A policy that should have commanded overwhelming political and popular support has blown up in the Secretary of State for Transport's face in the most spectacular way, placing a large question mark over his future in the Cabinet.
It is, of course, not only the rail fiasco that has left Mr Byers's job on the line. There is also the small matter of the e-mail sent out on 11 September by his special adviser Jo Moore, trawling for bad news to "bury" under cover of the attack on the twin towers. Mr Byers's subsequent decision to pull the plug on Railtrack on a Sunday night in early October, just as the bombs began to fall on Afghanistan, was widely seen as another example of his spin doctor employing her black arts.
If the railways were in a mess before Railtrack went under, they are in a worse state now. Before the administrators went in, the network was showing tentative signs of recovering from the collective breakdown it experienced in the wake of Hatfield, which, at its worst, resulted in 1,200 temporary speed restrictions being imposed. In the three months since, the performance of the network has declined markedly, with delays attributable to Railtrack up by some 45 per cent, Railtrack warning that it faced penalty payments of £350m, and the administrators asking for £3bn to keep the network going until next April.

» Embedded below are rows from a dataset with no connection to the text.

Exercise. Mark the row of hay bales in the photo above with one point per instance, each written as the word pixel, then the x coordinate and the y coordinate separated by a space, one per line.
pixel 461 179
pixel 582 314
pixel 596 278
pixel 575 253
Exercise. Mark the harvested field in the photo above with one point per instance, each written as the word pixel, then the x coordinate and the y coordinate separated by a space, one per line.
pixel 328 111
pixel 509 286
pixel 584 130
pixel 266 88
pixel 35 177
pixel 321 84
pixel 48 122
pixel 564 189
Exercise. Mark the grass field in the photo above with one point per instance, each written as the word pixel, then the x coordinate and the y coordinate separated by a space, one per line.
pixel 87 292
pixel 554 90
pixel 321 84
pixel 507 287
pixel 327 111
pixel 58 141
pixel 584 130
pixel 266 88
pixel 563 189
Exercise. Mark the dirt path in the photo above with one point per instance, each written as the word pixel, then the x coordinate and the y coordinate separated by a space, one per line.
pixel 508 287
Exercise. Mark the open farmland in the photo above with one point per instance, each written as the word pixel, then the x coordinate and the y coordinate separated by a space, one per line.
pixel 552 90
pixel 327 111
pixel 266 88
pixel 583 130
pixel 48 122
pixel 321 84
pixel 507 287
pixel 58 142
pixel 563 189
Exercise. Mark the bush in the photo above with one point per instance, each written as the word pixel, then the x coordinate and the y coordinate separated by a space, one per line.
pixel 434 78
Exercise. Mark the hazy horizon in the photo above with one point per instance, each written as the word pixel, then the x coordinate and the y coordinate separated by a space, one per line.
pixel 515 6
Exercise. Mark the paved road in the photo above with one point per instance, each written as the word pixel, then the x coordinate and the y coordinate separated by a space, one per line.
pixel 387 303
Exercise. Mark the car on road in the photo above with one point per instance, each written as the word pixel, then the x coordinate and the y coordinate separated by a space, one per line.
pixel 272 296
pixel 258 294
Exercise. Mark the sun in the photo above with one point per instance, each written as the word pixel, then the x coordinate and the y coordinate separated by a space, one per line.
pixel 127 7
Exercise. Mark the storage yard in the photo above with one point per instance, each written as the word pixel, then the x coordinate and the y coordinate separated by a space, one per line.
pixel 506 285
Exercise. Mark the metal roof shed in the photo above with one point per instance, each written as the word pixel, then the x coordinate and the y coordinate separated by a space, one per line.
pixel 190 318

The chaos on the network was mirrored by an upheaval among the men who regulate the industry. Tom Winsor, the Rail Regulator, was told that there may not be any room in the new set-up for him, and then Sir Alastair Morton, the chairman of the Strategic Rail Authority, quit early, lambasting Mr Byers for his lack of vision and funding for the railways.
Richard Bowker, former chairman of Virgin Trains, was appointed in his place and quickly made his mark by announcing plans to halve the number of rail franchises from 25 to around a dozen, and by describing the way the railway operates as "bonkers". In an industry where harmony is not much in evidence, that at least was something everyone could agree on.